Thursday, October 6, 2011

Property owners fight with Venice again on rental ban

Those in new group say they were renting out before the ban

Published: Tuesday, February 8, 2011 at 1:00 a.m.
Last Modified: Monday, February 7, 2011 at 10:00 p.m.
VENICE - A new group of property owners is suing the city of Venice, claiming its ban on short-term rentals is unconstitutional.
It is the third time the city has been challenged over its attempt to restrict property rentals that run for less than 30 days, with judges ruling against the city twice.
The latest lawsuit was filed last week by a half-dozen property owners who say they were renting their properties prior to the city's July 2009 ban. An attorney for the group said the city did not give them notice or time to comply.
"This lawsuit is about more than just these owners' right to make reasonable, constitutional use of their property," said the group's attorney, Steven Gieseler. "It lets government officials everywhere know they are bound to act within principles larger than their own preferences."
City Manager Isaac Turner said he has not received a copy of the lawsuit and could not comment.
The suit could have implications for communities across the state which have also tried to regulate vacation rentals at a time they are increasingly being advertised on the Internet. Residents argue that the frequent turnover is a nuisance and creates extra trash and noise.
Owners of local vacation rentals have organized to protect their interests, attracting the attention of property rights advocates statewide who do not want government to limit their ability to rent their properties.
Last year, the Florida Legislature exempted some vacation rentals from having to retrofit homes with automatic sprinklers, which could cost tens of thousands of dollars.
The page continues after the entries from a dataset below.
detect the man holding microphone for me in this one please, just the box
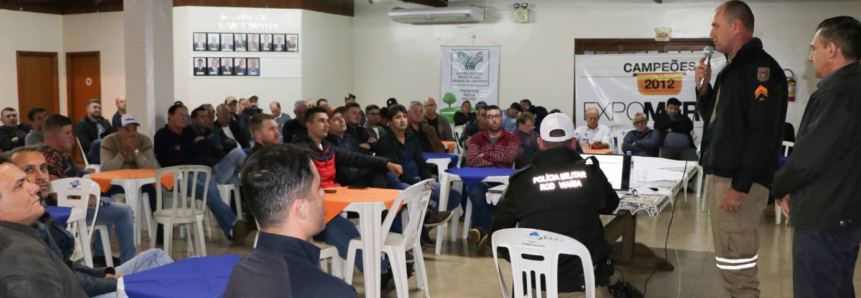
[772,17,861,298]
[695,1,787,297]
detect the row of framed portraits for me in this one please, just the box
[193,57,260,76]
[192,32,298,52]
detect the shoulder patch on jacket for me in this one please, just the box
[755,85,769,102]
[757,67,770,82]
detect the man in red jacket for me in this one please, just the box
[465,105,519,251]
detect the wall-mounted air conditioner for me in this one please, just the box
[388,7,485,24]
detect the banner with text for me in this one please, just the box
[575,53,726,141]
[440,45,501,123]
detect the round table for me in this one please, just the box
[90,169,174,245]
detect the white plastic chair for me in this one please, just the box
[51,178,108,268]
[492,228,596,298]
[775,141,794,225]
[611,130,629,154]
[150,166,210,257]
[344,179,435,298]
[76,137,101,173]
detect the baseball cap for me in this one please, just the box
[539,113,576,142]
[386,98,398,107]
[121,114,140,127]
[224,96,238,105]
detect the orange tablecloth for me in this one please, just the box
[323,187,401,223]
[584,149,615,154]
[441,141,455,153]
[90,169,175,193]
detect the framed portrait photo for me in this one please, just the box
[221,57,234,75]
[233,58,247,76]
[206,33,220,51]
[260,34,273,52]
[234,33,247,52]
[206,57,220,75]
[286,34,299,52]
[192,33,207,51]
[192,57,207,76]
[220,33,234,51]
[273,34,286,52]
[247,33,260,52]
[247,58,260,76]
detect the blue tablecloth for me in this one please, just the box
[243,147,252,154]
[424,152,458,167]
[446,167,517,189]
[45,206,72,226]
[123,254,242,298]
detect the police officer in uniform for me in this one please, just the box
[695,1,787,297]
[490,113,618,298]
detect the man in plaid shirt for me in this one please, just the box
[465,105,519,252]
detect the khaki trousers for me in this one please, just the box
[706,175,769,298]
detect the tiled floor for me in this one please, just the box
[127,192,860,298]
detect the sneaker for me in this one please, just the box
[468,228,483,245]
[232,220,248,246]
[423,210,454,227]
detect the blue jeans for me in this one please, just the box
[180,173,236,239]
[793,228,861,298]
[88,197,136,264]
[212,147,246,185]
[468,182,500,234]
[315,216,389,274]
[87,140,101,165]
[91,249,174,298]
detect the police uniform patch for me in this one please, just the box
[757,67,770,82]
[755,85,769,102]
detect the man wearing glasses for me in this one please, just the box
[622,113,661,157]
[422,97,454,142]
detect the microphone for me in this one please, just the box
[700,46,714,87]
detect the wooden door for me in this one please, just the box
[66,52,101,163]
[16,52,59,124]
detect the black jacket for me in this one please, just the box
[224,232,356,298]
[696,38,788,193]
[75,116,116,155]
[772,63,861,230]
[0,221,88,298]
[214,119,251,148]
[291,133,389,188]
[327,133,370,185]
[528,106,549,134]
[282,119,307,144]
[491,146,619,292]
[375,130,432,185]
[652,112,695,148]
[0,124,28,151]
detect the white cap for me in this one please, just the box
[539,113,576,142]
[121,114,139,127]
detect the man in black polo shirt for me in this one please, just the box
[490,113,618,297]
[282,100,309,143]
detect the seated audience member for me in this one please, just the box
[574,107,612,149]
[317,98,330,109]
[375,105,458,231]
[622,113,661,157]
[305,99,317,108]
[386,97,398,108]
[453,100,475,126]
[187,106,246,186]
[503,102,522,133]
[111,97,127,130]
[243,95,264,119]
[37,115,138,264]
[519,99,548,134]
[344,103,373,150]
[378,107,392,133]
[215,103,252,148]
[1,107,29,151]
[465,105,519,249]
[249,114,282,155]
[344,93,367,126]
[154,104,248,245]
[408,101,446,153]
[513,112,539,169]
[100,114,157,171]
[270,101,292,128]
[75,99,116,164]
[327,107,375,185]
[227,96,252,140]
[459,103,488,148]
[653,97,697,160]
[282,100,309,143]
[364,104,387,141]
[224,144,358,298]
[25,107,48,146]
[423,97,454,142]
[490,113,619,296]
[6,148,173,298]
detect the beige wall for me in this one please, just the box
[63,12,126,122]
[301,10,353,110]
[0,10,64,117]
[352,0,861,128]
The sprinkler requirement stopped many property owners from pursuing a Venice rental license, but now that the requirement has been lifted, they are arguing for the right to rent short-term without sprinklers.
The city is still embroiled in legal action over the ordinance with property owner Martha Gwynn, who is also a party to the recent lawsuit.
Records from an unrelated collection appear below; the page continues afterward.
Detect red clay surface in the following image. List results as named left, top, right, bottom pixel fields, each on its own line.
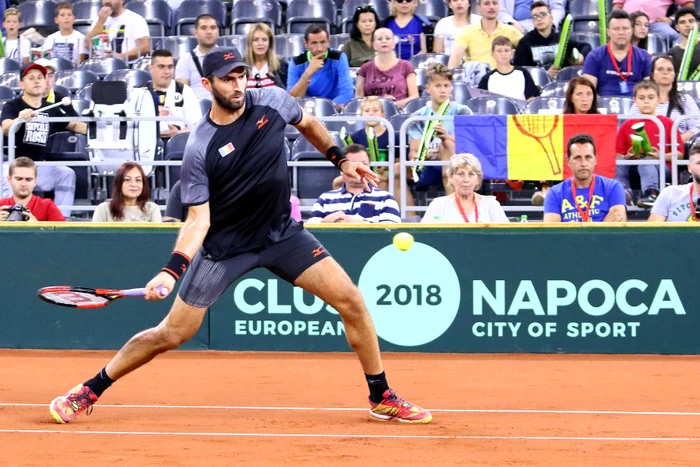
left=1, top=350, right=699, bottom=466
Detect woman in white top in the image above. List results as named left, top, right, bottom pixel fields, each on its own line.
left=92, top=162, right=162, bottom=222
left=433, top=0, right=481, bottom=56
left=422, top=153, right=509, bottom=223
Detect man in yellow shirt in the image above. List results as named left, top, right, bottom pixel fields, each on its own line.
left=448, top=0, right=523, bottom=69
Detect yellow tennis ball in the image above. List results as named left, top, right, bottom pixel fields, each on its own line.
left=393, top=232, right=414, bottom=251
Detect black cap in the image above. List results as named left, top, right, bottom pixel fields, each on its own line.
left=202, top=47, right=249, bottom=79
left=20, top=62, right=47, bottom=79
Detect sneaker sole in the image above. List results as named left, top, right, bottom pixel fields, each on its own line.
left=49, top=398, right=68, bottom=424
left=368, top=409, right=432, bottom=424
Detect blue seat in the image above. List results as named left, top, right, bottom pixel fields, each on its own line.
left=540, top=81, right=568, bottom=97
left=79, top=57, right=129, bottom=79
left=52, top=84, right=71, bottom=98
left=523, top=97, right=566, bottom=114
left=47, top=57, right=75, bottom=71
left=165, top=132, right=190, bottom=185
left=341, top=97, right=400, bottom=118
left=466, top=96, right=521, bottom=115
left=75, top=84, right=93, bottom=100
left=18, top=1, right=58, bottom=32
left=0, top=58, right=20, bottom=75
left=132, top=56, right=152, bottom=71
left=0, top=72, right=19, bottom=94
left=231, top=0, right=282, bottom=34
left=153, top=36, right=198, bottom=60
left=217, top=35, right=248, bottom=55
left=274, top=33, right=305, bottom=60
left=45, top=131, right=90, bottom=200
left=597, top=96, right=634, bottom=115
left=330, top=33, right=350, bottom=52
left=401, top=96, right=432, bottom=114
left=292, top=133, right=344, bottom=202
left=127, top=0, right=173, bottom=37
left=646, top=33, right=668, bottom=55
left=556, top=66, right=583, bottom=82
left=523, top=66, right=551, bottom=88
left=409, top=53, right=450, bottom=70
left=174, top=0, right=226, bottom=35
left=104, top=69, right=152, bottom=88
left=55, top=69, right=100, bottom=92
left=414, top=0, right=448, bottom=23
left=570, top=32, right=600, bottom=52
left=71, top=98, right=92, bottom=116
left=0, top=85, right=14, bottom=101
left=285, top=0, right=336, bottom=34
left=72, top=1, right=103, bottom=35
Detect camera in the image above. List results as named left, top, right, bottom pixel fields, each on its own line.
left=4, top=204, right=29, bottom=222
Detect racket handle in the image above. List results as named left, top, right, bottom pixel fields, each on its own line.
left=122, top=286, right=170, bottom=298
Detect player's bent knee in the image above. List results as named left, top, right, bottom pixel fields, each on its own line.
left=333, top=286, right=366, bottom=321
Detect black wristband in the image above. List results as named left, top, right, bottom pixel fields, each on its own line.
left=326, top=146, right=348, bottom=169
left=162, top=251, right=191, bottom=281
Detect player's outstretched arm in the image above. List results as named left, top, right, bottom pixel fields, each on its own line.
left=295, top=111, right=380, bottom=190
left=144, top=203, right=211, bottom=300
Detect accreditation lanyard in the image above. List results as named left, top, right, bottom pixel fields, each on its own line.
left=607, top=43, right=632, bottom=81
left=571, top=177, right=596, bottom=223
left=417, top=100, right=450, bottom=164
left=690, top=185, right=699, bottom=222
left=455, top=195, right=479, bottom=223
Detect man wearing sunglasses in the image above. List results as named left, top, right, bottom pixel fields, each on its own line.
left=498, top=0, right=565, bottom=33
left=287, top=25, right=354, bottom=108
left=513, top=1, right=590, bottom=78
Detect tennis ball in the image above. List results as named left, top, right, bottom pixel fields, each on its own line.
left=393, top=232, right=414, bottom=251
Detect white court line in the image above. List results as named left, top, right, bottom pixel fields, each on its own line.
left=2, top=403, right=700, bottom=416
left=0, top=429, right=697, bottom=442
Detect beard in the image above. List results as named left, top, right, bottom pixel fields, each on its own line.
left=693, top=172, right=700, bottom=185
left=211, top=84, right=245, bottom=113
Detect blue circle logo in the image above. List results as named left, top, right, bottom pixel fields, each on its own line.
left=358, top=242, right=461, bottom=347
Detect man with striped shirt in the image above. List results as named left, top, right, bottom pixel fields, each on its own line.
left=308, top=144, right=401, bottom=224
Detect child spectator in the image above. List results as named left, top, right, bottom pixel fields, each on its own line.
left=3, top=8, right=30, bottom=65
left=478, top=36, right=539, bottom=101
left=42, top=2, right=87, bottom=64
left=616, top=80, right=684, bottom=208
Gwynn appealed fines levied by the city's code enforcement board for renting her house without a city license. An appellate judge reversed the board's decision and concluded that the city had improperly "taken" Gwynn's property rights without compensation.
The council voted in December to appeal.
The ordinance came about after the city lost a lawsuit by property owner Steve Milo, who successfully argued, with help from a national property rights group, that the city did not have a law regulating vacation rentals when it fined him.
The city paid Milo $300,000 as part of a settlement, and has spent about $100,000 on consultants and legal fees.